Testo di presentazione a cura di Dorino Iemmi
Lì – in quella crisi e mutazione relazionale – comincia la via espressiva, la ragion d’essere, la leggenda, la quotidiana bottega del nostro artista: garage intelligenti per sole biciclette, loft e studi sempre puliti, mura di lavoro cariche di prese elettriche, cavi e pannelli, luoghi dove mostra – solo all’imbrunire – opere finite ma dove non c’è traccia di materiali, non c’è segno di materia.
“Lui è pittore, scultore su plexiglas, installatore, teorico della luce, analista della forma, indagatore della complessità dell’individuo e raccontatore di storie: short-stories, minimali, effimere, ma ancora meravigliate dell’esistente, come in un epigono nostrano di Raymond Carver, tra metropolitano e ambientalista, realista e mitologico. Nella seconda metà degli anni Settanta avanza in alcuni artisti appena usciti da Brera, e tra questi Maurizio Aprea – nella Milano delle lotte sociali autonome – la pretesa di nuovi linguaggi espressivi indotti più che dalla evoluzione tecnica da una necessaria nuova narrazione della realtà.

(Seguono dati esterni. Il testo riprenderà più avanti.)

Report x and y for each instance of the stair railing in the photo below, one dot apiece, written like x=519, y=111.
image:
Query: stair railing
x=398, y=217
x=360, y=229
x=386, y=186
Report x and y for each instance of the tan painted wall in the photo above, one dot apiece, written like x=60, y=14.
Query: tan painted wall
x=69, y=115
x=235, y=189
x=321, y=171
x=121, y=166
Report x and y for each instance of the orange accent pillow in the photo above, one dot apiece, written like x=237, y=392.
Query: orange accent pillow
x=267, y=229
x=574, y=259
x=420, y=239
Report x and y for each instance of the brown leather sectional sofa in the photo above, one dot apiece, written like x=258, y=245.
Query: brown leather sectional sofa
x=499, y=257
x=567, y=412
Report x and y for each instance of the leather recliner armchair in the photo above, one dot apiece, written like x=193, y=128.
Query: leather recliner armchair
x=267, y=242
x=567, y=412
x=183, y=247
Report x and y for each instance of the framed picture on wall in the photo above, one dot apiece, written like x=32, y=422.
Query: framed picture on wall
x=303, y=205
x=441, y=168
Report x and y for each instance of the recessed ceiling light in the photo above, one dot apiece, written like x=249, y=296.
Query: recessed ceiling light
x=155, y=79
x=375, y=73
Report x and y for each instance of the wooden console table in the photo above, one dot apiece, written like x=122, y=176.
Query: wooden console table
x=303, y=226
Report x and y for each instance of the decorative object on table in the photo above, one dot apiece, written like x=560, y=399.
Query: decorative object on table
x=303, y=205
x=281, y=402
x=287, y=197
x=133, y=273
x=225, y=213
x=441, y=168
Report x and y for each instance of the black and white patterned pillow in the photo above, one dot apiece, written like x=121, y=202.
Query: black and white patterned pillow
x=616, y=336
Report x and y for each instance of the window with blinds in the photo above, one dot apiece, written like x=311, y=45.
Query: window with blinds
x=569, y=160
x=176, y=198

Se tutto è governato dalla relazione e prende senso nella relazione. Se il gesto dell’uomo – il graffito che non teme vulnus del tempo dai primordi ad oggi – prende luce tra gli altri segni sulla lavagna trasparente della caverna polisemantica, se il messaggio è il mezzo, se la comunicazione è molteplice, se l’epifania dell’ individuo assume significato e forma solo vivente in un processo construens-destruens. Come rendere in opera, in oggetto espressivo compiuto questa percezione di dati reali che si fondono con i virtuali? Si può, con un nouveau régard. Per un pittore la realtà prende senso solo dallo sguardo, solo dall’occhio, – dall’angolo visuale che è punto di vista concettuale -, da come e da dove si guarda, dai condizionamenti compulsivi e remoti dello sguardo.”